• MALS Detectors Enable Easy and Reliable Transmembrane Protein Characterisation

Laboratory products

MALS Detectors Enable Easy and Reliable Transmembrane Protein Characterisation

Wyatt Technology Corporation announced that the Université de Provence and Université de la Méditerranée in Marseille, France, have implemented the innovative Wyatt Multi-Angle Light Scattering (MALS) detectors for use in their Biological Macromolecules Joint Research Unit. The instruments are used for the characterisation of transmembrane proteins, determining their quaternary structure and following their retention during protein handling. Transmembrane protein characterisation is of increasing importance for the pharmaceutical industry as these proteins are key determinants of the pharmacokinetics of drugs. Wyatt’s MALS detectors offer an easy-to-use, efficient alternative to traditional laborious in vitro characterisation techniques.

When present in their native environment, transmembrane proteins are inserted via hydrophobic segments in a lipidic bilayer. Conventional in vitro characterisation of
transmembrane proteins requires the extraction of the proteins from the membrane and subsequent maintenance in a soluble and native state. This is generally achieved using amphiphilic compounds, termed detergents, yielding proteindetergent complexes (pdc). However, several transmembrane proteins are naturally found as oligomers and maintaining this precise macromolecular assembly is a crucial issue for further studies. In addition, classical SEC column calibration does not
apply in the case of pdc, whose volume and shape depends on the detergent fraction.

For this particular application, Wyatt’s MALS instruments were used to perform a quaternary structure study of the Methanosarcina mazei CorA transporter in two detergents. MALS technology was used in conjunction with refractometry and UV280nm absorbance. This combined solution was able to solve a ‘two equations with two unknown parameters’ system, providing masses of protein and detergent in each pdc.

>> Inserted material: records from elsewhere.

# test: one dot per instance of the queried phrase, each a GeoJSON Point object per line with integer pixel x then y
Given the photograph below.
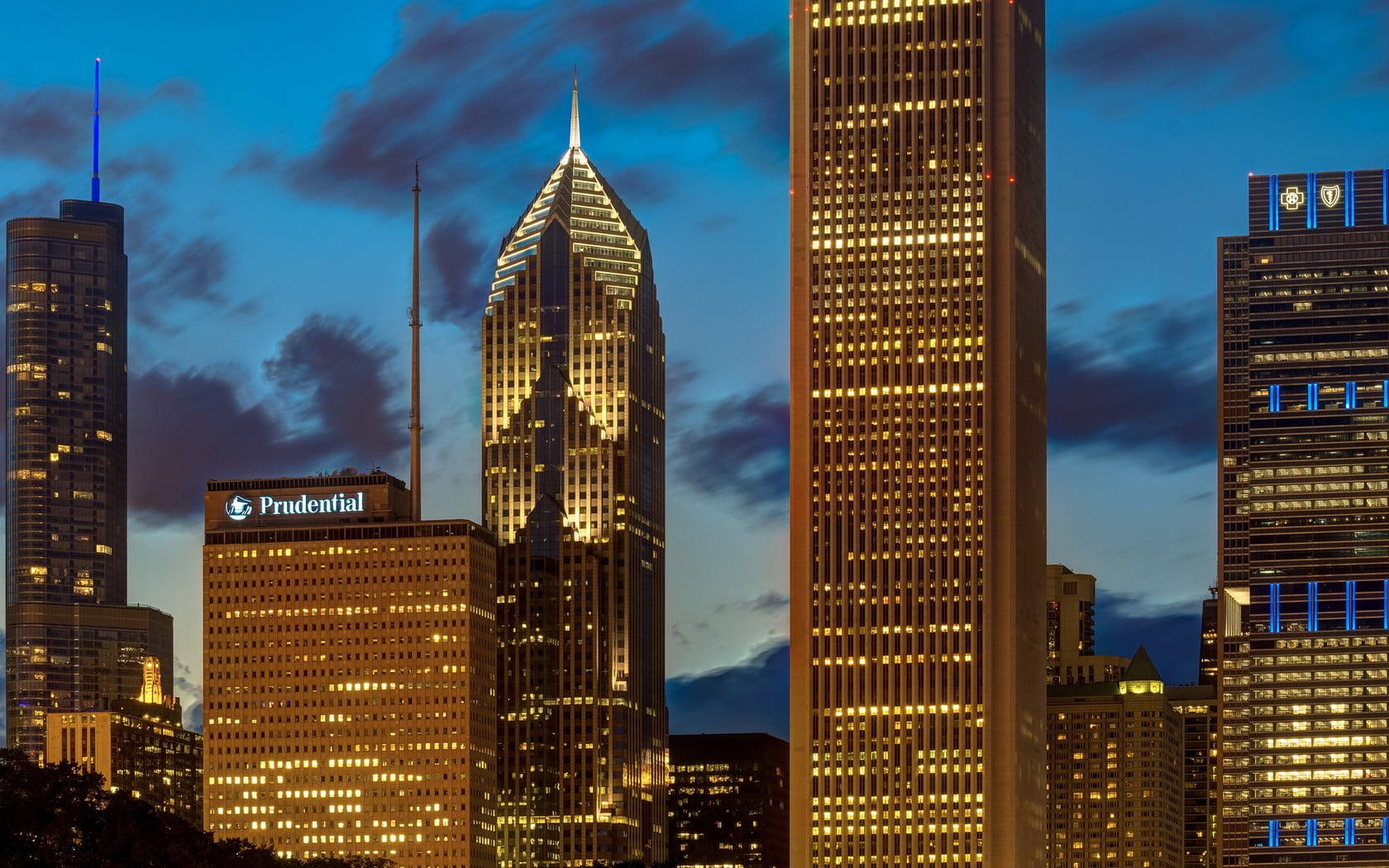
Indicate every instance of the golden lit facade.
{"type": "Point", "coordinates": [1115, 774]}
{"type": "Point", "coordinates": [71, 641]}
{"type": "Point", "coordinates": [919, 393]}
{"type": "Point", "coordinates": [1305, 522]}
{"type": "Point", "coordinates": [139, 746]}
{"type": "Point", "coordinates": [349, 672]}
{"type": "Point", "coordinates": [574, 488]}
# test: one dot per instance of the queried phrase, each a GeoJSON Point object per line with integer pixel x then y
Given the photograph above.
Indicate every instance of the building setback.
{"type": "Point", "coordinates": [729, 800]}
{"type": "Point", "coordinates": [574, 488]}
{"type": "Point", "coordinates": [71, 641]}
{"type": "Point", "coordinates": [917, 434]}
{"type": "Point", "coordinates": [1305, 516]}
{"type": "Point", "coordinates": [349, 674]}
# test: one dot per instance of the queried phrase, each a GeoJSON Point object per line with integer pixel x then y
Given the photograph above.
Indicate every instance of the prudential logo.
{"type": "Point", "coordinates": [239, 508]}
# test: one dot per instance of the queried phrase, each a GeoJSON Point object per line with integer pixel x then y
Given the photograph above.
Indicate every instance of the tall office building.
{"type": "Point", "coordinates": [1115, 772]}
{"type": "Point", "coordinates": [71, 641]}
{"type": "Point", "coordinates": [728, 800]}
{"type": "Point", "coordinates": [349, 672]}
{"type": "Point", "coordinates": [139, 746]}
{"type": "Point", "coordinates": [1305, 516]}
{"type": "Point", "coordinates": [574, 488]}
{"type": "Point", "coordinates": [1070, 631]}
{"type": "Point", "coordinates": [1200, 765]}
{"type": "Point", "coordinates": [917, 438]}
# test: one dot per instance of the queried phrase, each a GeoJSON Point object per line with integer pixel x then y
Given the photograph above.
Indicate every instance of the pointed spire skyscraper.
{"type": "Point", "coordinates": [574, 488]}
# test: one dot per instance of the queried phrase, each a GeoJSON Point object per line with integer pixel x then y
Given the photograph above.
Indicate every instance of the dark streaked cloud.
{"type": "Point", "coordinates": [770, 602]}
{"type": "Point", "coordinates": [188, 427]}
{"type": "Point", "coordinates": [752, 696]}
{"type": "Point", "coordinates": [741, 449]}
{"type": "Point", "coordinates": [1217, 46]}
{"type": "Point", "coordinates": [338, 373]}
{"type": "Point", "coordinates": [1145, 385]}
{"type": "Point", "coordinates": [1170, 633]}
{"type": "Point", "coordinates": [461, 274]}
{"type": "Point", "coordinates": [461, 91]}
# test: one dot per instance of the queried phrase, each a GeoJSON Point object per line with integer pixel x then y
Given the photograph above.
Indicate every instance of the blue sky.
{"type": "Point", "coordinates": [265, 156]}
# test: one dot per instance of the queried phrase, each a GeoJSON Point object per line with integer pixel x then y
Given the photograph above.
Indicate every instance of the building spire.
{"type": "Point", "coordinates": [96, 130]}
{"type": "Point", "coordinates": [574, 112]}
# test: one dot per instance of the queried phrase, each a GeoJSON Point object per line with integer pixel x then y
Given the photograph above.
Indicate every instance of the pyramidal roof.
{"type": "Point", "coordinates": [578, 198]}
{"type": "Point", "coordinates": [1142, 667]}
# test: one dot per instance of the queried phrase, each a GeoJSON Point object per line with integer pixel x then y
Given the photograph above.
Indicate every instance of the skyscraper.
{"type": "Point", "coordinates": [574, 488]}
{"type": "Point", "coordinates": [1305, 516]}
{"type": "Point", "coordinates": [71, 641]}
{"type": "Point", "coordinates": [919, 394]}
{"type": "Point", "coordinates": [347, 672]}
{"type": "Point", "coordinates": [728, 800]}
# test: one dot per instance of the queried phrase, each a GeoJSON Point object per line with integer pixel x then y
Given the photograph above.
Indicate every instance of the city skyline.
{"type": "Point", "coordinates": [179, 122]}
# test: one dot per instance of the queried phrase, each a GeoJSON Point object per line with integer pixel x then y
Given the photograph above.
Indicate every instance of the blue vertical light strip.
{"type": "Point", "coordinates": [1311, 200]}
{"type": "Point", "coordinates": [1350, 199]}
{"type": "Point", "coordinates": [1276, 621]}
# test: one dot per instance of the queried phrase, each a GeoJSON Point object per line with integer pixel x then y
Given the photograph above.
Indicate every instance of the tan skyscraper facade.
{"type": "Point", "coordinates": [349, 672]}
{"type": "Point", "coordinates": [574, 488]}
{"type": "Point", "coordinates": [919, 431]}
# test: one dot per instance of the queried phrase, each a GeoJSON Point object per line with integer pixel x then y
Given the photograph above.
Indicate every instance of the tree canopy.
{"type": "Point", "coordinates": [61, 817]}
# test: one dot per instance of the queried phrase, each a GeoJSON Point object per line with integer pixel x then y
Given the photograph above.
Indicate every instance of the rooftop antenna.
{"type": "Point", "coordinates": [574, 112]}
{"type": "Point", "coordinates": [96, 130]}
{"type": "Point", "coordinates": [414, 365]}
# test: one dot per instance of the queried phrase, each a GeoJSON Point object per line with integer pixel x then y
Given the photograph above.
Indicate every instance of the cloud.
{"type": "Point", "coordinates": [461, 92]}
{"type": "Point", "coordinates": [461, 274]}
{"type": "Point", "coordinates": [188, 427]}
{"type": "Point", "coordinates": [339, 374]}
{"type": "Point", "coordinates": [741, 449]}
{"type": "Point", "coordinates": [1172, 45]}
{"type": "Point", "coordinates": [1146, 386]}
{"type": "Point", "coordinates": [770, 602]}
{"type": "Point", "coordinates": [753, 696]}
{"type": "Point", "coordinates": [50, 124]}
{"type": "Point", "coordinates": [1170, 633]}
{"type": "Point", "coordinates": [38, 202]}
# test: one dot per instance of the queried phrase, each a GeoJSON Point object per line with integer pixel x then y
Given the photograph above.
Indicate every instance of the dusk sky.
{"type": "Point", "coordinates": [265, 156]}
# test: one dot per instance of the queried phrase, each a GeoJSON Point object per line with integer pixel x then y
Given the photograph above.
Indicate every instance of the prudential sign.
{"type": "Point", "coordinates": [239, 508]}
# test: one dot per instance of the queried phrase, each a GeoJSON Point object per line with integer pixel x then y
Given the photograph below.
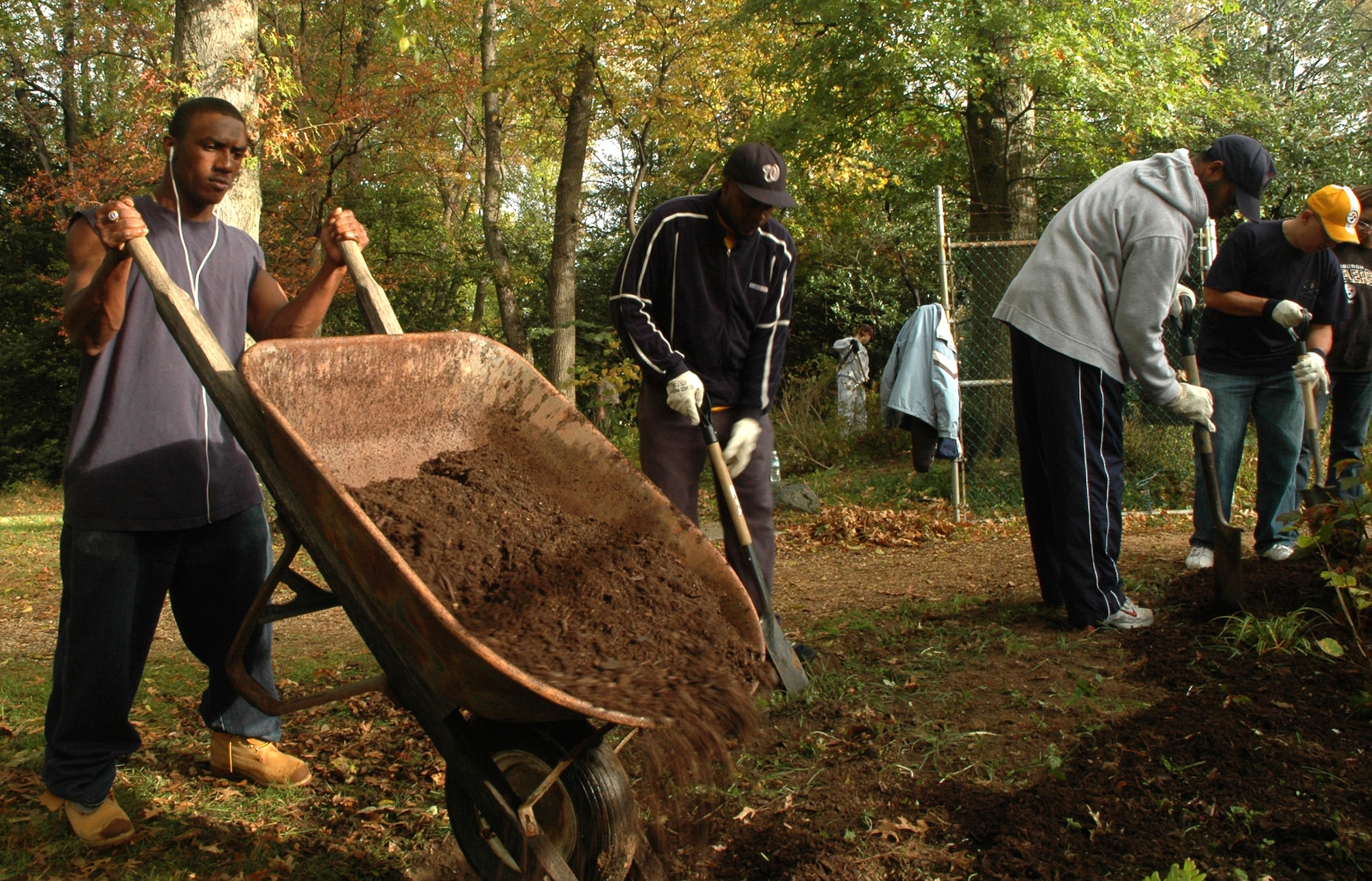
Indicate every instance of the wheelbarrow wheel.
{"type": "Point", "coordinates": [588, 814]}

This approach provided hints about the retention of the native, and thus active, membrane protein quaternary structure, which is a crucial issue for crystallization or other biochemical studies, without performing laborious activity tests.

Experimental results prove that Wyatt’s MALS instrumentation surpasses traditional in vitro characterisation techniques, providing a straightforward method capable of accurate, reliable characterisation of transmembrane proteins.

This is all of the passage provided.